Nous passâmes la nuit dans une locanda italienne, située près de là, et, le lendemain, on nous conduisit sur l’emplacement de Memphis, situé à près de deux lieues vers le midi. Les ruines y sont méconnaissables ; et, d’ailleurs, le tout est recouvert par une forêt de palmiers, au milieu de laquelle on rencontre l’immense statue de Sésostris, haute de soixante pieds, mais couchée à plat ventre dans le sable. Parlerai-je encore de Saccarah, où l’on arrive ensuite ; de ses pyramides, plus petites que celles de Gizèh, parmi lesquelles on distingue la grande pyramide de briques construite par les Hébreux ? Un spectacle plus curieux est l’intérieur des tombeaux d’animaux qui se rencontrent dans la plaine en grand nombre. Il y en a pour les chats, pour les crocodiles et pour les ibis. On y pénètre fort difficilement, en respirant la cendre et la poussière, ou se traînant parfois dans des conduits où l’on ne peut passer qu’à genoux. Puis on se trouve au milieu de vastes souterrains où sont entassés par millions et symétriquement rangés tous ces animaux que les bons Égyptiens se donnaient la peine d’embaumer et d’ensevelir ainsi que des hommes. Chaque momie de chat est entortillée de plusieurs aunes de bandelettes, sur lesquelles, d’un bout à l’autre, sont inscrites, en hiéroglyphes, probablement la vie et les vertus de l’animal[3]. Il en est de même des crocodiles… Quant aux ibis, leurs restes sont enfermés dans des vases en terre de Thèbes, rangés également sur une étendue incalculable, comme des pots de confitures dans une office de campagne.

Je pus remplir facilement la commission que m’avait donnée le consul ; puis je me séparai de l’officier prussien, qui continuait sa route vers la haute Égypte, et je revins au Caire, en descendant le Nil dans une cange.

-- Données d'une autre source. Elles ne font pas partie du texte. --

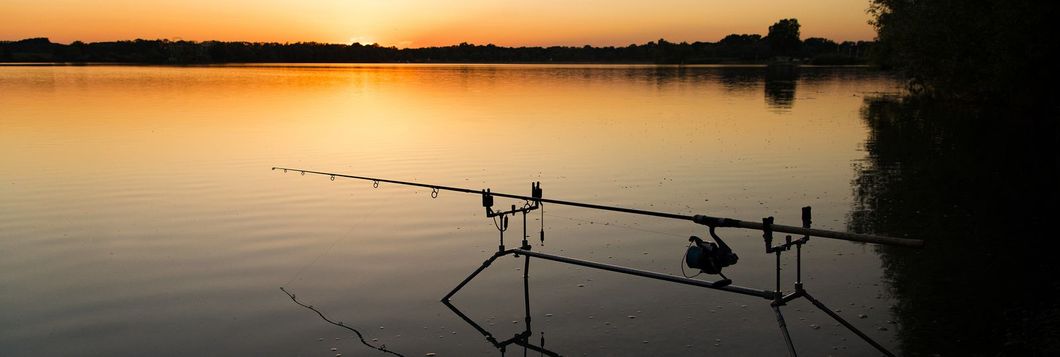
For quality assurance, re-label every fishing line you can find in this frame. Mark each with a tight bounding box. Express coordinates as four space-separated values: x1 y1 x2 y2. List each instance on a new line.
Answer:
280 286 405 357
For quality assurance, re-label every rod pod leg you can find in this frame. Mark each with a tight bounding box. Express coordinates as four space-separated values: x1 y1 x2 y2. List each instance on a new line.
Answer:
442 251 511 302
770 304 798 357
802 290 895 357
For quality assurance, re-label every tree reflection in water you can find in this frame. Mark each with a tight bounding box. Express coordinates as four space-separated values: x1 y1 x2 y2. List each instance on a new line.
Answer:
849 96 1060 356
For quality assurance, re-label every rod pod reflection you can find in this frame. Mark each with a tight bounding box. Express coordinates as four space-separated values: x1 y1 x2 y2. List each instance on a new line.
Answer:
272 167 923 357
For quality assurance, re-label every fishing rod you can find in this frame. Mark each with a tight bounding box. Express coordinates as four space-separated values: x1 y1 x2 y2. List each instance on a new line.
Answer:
272 166 923 357
272 166 924 247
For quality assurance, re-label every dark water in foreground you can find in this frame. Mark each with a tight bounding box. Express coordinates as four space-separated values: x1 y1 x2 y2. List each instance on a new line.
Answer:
0 65 1055 356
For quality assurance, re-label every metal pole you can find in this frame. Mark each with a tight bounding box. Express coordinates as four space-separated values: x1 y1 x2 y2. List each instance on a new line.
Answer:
772 304 798 357
510 249 775 300
272 166 924 247
802 291 895 357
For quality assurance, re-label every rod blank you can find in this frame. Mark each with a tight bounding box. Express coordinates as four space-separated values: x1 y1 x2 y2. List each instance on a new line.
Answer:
272 166 924 247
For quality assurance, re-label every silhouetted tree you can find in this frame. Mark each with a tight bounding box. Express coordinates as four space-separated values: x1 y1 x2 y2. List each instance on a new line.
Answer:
765 19 802 56
869 0 1057 110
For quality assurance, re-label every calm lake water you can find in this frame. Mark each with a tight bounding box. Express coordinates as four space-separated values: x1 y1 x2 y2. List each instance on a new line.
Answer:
0 65 901 356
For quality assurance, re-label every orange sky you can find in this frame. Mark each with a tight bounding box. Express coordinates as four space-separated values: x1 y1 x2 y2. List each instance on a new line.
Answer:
0 0 875 48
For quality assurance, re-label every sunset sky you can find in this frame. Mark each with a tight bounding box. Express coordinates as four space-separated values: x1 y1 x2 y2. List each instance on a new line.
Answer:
0 0 875 48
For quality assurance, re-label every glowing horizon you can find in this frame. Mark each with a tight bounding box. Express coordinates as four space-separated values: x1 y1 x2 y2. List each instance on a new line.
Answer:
0 0 875 48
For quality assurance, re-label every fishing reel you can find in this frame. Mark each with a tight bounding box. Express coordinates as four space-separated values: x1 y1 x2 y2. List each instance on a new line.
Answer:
685 227 740 282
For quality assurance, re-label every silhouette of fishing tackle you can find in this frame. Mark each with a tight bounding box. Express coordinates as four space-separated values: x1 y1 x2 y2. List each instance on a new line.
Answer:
272 167 923 357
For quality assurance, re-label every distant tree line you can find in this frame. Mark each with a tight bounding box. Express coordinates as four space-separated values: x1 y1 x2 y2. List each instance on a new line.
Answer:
869 0 1058 108
0 19 873 65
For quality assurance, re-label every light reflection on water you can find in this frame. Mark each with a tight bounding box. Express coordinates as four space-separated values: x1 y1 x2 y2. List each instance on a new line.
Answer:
0 66 896 356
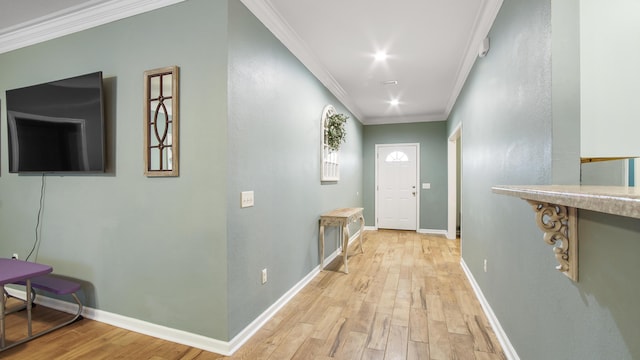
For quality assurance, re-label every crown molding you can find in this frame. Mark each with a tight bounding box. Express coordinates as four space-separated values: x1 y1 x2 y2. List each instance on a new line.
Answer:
362 113 447 125
241 0 362 121
444 0 503 119
0 0 186 54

Je me hâtai d’aller porter au consulat l’ibis obtenu au prix de tant de fatigues ; mais on m’apprit que, pendant les trois jours consacrés à mon exploration, notre pauvre consul avait senti s’aggraver son mal et s’était embarqué pour Alexandrie.

J’ai appris depuis qu’il était mort en Espagne.

  1. Lactanoe, Meursius, le père Laffitteau, l’abbé Terrasson, etc.
  2. Voir l’histoire des Religions de l’abbé Bamer, et les Dieux de Moïse de M. Lacour.
  3. Lorsque l’armée d’Égypte visita les sépulcres de Saccurali, elle s’étonna surtout de la quantité de chats que plusieurs d’entre eux contenaient. Quelques soldats eurent l’idée de mettre le feu dans un de ces souterrains pour en connaître la profondeur. Les momies des chats, imprégnées de bitume, brûlèrent pendant huit jours, puis le feu s’étouffa de lui-même. Lorsque l’on crut la fumée dissipée, on redescendit dans le souterrain. Au delà de l’espace immense que le feu avait découvert, au delà des matières charbonnées qu’il fallait extraire, on trouva encore de nouvelles rangées de chats, qui semblaient défier la destruction d’arriver au bout de son œuvre.